Frank T. Stritter


Frank T. Stritter lives on Holden Beach, NC in the winter and in Upstate New York in the summer. He received a Ph.D. in Education from Syracuse University in 1968 and then joined the University of North Carolina at Chapel Hill. There he was a staff member in the Office of Educational Development and a faculty member in the School of Education and the School of Medicine until his partial retirement in 1997 and his full retirement in 2003. He both organized and taught in numerous faculty development programs for medical, dental, pharmacy and allied health faculty over the years. He taught and advised graduate students in the School of Education. 

From 1994 until 1997, he directed one of three national Centers for Research in Medical Education. After retirement in 1997 he directed and taught in the Academic Scholars and Leaders Program for the Association of Professors of Gynecology and Obstetrics until his second retirement in 2015. Earlier in his life he had served in the US Army and from that experience developed an interest in military history. He, therefore, now researches topics about the contribution of various individuals important in American military history and presents them to anyone who will listen, such as Boy Scouts, high school JROTC classes, history clubs, American Legion and VFW Posts and senior citizen discussion groups.
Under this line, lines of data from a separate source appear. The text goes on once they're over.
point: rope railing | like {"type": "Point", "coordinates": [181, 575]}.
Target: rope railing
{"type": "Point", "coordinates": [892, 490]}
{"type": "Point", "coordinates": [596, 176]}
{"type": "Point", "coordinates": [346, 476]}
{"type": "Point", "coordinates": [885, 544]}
He occasionally writes short essays about those same topics. One topic that has been of particular interest to him is the discrimination suffered during World War Two by groups such as African Americans, Native Americans, Japanese Americans, and female pilots. Yet, many of them served and made heroic contributions to the war effort through groups such as the Buffalo Soldiers, Tuskegee Airmen, Navajo Code talkers, 442nd Regimental Combat Team and the WASP.